千里は苦痛に顔を歪め、レフェリーのギブアップコールにも必死に首を振りながら、諦めずにロープを目指す。だが、それはあまりに遠すぎた。
「さっさとギブアップなさい! ……どう、祐希子? この私の強さは……っ!?」
──不意に、千里を締め上げる市ヶ谷の圧力が半減した。
実況席の祐希子が、試合もそっちのけで──実際にはちゃんと見ていたが、市ヶ谷の誤解も無理のないことに、なんとカレーを食べていたのである。
その事実も、それを見て呆然とした市ヶ谷の心境も知らず、ただ千里は九死に一生を得るべく前進し、サードロープを掴んだ。

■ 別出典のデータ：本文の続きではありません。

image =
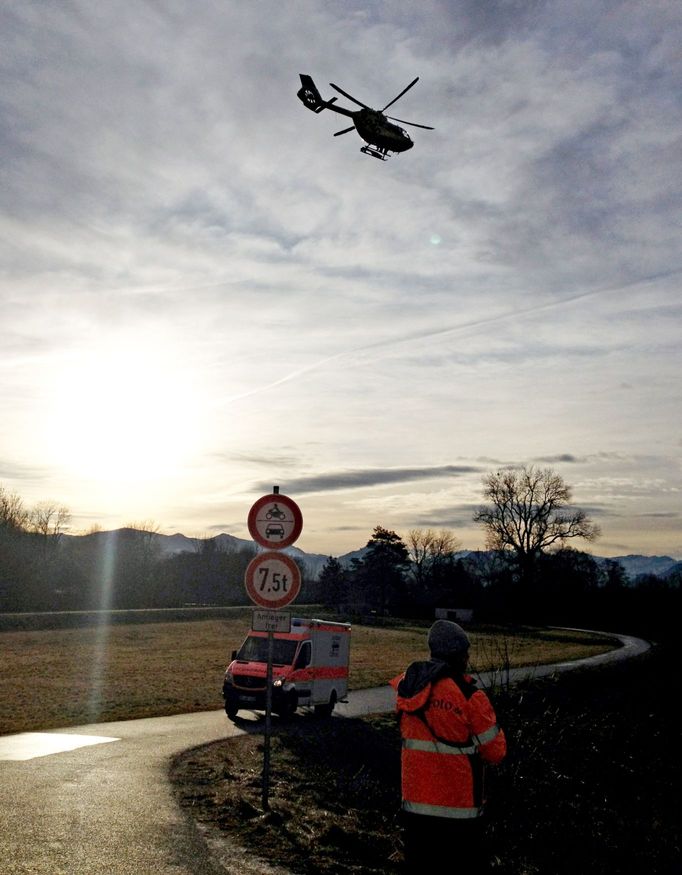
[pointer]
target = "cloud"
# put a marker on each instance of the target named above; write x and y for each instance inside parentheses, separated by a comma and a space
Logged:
(363, 478)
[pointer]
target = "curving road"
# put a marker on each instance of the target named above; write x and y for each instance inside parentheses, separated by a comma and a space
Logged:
(96, 800)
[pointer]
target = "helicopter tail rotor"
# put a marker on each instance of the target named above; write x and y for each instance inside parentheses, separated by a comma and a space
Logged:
(405, 90)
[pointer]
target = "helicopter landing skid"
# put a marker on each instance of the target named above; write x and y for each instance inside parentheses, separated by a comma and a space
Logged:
(375, 153)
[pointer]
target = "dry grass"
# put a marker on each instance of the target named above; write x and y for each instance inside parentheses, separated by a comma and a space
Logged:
(67, 677)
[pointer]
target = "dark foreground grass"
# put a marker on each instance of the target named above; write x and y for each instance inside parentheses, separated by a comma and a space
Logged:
(590, 785)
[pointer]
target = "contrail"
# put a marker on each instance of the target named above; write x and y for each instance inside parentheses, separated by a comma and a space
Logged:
(430, 333)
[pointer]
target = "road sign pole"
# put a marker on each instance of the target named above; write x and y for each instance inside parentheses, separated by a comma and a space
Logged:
(272, 581)
(268, 726)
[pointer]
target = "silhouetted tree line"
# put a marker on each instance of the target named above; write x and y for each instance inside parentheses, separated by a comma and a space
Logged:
(525, 577)
(42, 569)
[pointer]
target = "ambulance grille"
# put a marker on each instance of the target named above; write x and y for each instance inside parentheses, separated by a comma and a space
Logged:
(248, 683)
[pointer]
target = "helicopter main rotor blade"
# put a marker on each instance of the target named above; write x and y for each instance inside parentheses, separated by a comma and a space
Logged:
(411, 124)
(413, 82)
(345, 94)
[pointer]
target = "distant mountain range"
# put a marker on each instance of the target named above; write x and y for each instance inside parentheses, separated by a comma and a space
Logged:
(633, 565)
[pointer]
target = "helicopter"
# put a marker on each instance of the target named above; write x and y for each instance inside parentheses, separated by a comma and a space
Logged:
(382, 138)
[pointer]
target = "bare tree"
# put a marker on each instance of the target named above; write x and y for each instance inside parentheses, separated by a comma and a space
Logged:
(13, 515)
(428, 551)
(529, 512)
(49, 519)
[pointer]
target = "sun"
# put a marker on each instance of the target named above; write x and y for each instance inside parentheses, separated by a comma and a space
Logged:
(123, 411)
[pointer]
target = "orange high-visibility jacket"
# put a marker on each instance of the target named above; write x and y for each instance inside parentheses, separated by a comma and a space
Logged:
(449, 731)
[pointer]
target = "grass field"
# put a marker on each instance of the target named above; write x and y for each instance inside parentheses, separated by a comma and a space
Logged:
(95, 673)
(590, 784)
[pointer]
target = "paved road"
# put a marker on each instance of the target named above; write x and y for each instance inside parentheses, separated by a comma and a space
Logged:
(106, 805)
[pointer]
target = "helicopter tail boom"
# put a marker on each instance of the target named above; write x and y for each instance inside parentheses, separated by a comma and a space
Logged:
(312, 99)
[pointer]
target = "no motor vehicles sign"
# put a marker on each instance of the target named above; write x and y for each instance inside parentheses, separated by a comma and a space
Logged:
(275, 521)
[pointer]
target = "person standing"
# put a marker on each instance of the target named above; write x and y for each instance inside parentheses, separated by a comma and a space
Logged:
(449, 733)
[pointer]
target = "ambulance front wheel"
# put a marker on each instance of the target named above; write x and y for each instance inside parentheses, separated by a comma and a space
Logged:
(327, 709)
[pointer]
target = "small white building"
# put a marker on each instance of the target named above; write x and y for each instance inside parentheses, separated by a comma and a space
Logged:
(457, 615)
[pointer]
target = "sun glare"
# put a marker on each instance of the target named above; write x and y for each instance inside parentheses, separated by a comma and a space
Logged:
(122, 413)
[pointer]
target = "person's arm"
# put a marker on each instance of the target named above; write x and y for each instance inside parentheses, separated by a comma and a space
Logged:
(492, 744)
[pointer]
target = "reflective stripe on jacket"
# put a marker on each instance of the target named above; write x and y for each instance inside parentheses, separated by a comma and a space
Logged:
(449, 731)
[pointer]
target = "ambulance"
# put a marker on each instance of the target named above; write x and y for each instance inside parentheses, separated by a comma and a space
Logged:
(309, 668)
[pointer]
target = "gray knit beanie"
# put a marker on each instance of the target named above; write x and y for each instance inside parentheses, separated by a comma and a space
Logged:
(447, 639)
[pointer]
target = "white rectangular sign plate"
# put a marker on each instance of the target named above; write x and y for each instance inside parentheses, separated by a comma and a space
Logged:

奇跡に近いロープブレイク。 立ち上がった千里にも、もう後は無かった。 *2C
「全力を、出し切るのみ!」
ミドルキック、エクスプロイダー、そして不知火。
先ほどのショックが大きかったのか、全てを食らった市ヶ谷は、そのまま逆転の3カウントを聞く羽目になったのである。 *3C
「あらー……市ヶ谷の奴、あそこから負けちゃった。 意外に詰めが甘いわねぇ」
自分のせいとは露ほども思わずに、スプーンを口に入れたままの姿で祐希子は呟いた。
「でもま、桜井ちゃんも強くなったわ。 今度の試合で、いつかの約束を果たされちゃったりしないよう、あたしも頑張んないとね!」 *4C
それから数日。
最終第六戦でのマイティ祐希子 VS 桜井千里の NA王座戦は、互いに持ち味を出した熱戦の末、最後はノーザンライトスープレックスで、王者・祐希子が防衛回数を七に伸ばした。 *5C
この試合では、極めて珍しいことに、市ヶ谷が自ら志願して実況席に座り、なぜだか試合そっちのけで熱々のおでんを食べ続けていた。 *6C
ただ、その奇妙な行動が、試合の結果に全く影響しなかったことは確かである。
「ええい! 祐希子のくせに祐希子のくせに! 生意気なのですわ!!」
「わ、ちょっ、市ヶ谷! おでんの具を投げるのは止めなさい! もったいないでしょ!」
WRERAでは時おり見られる祐希子と市ヶ谷の場外乱闘も、この日ばかりはどこか微笑ましいものとなり、会場では最後まで笑いが絶えなかったという。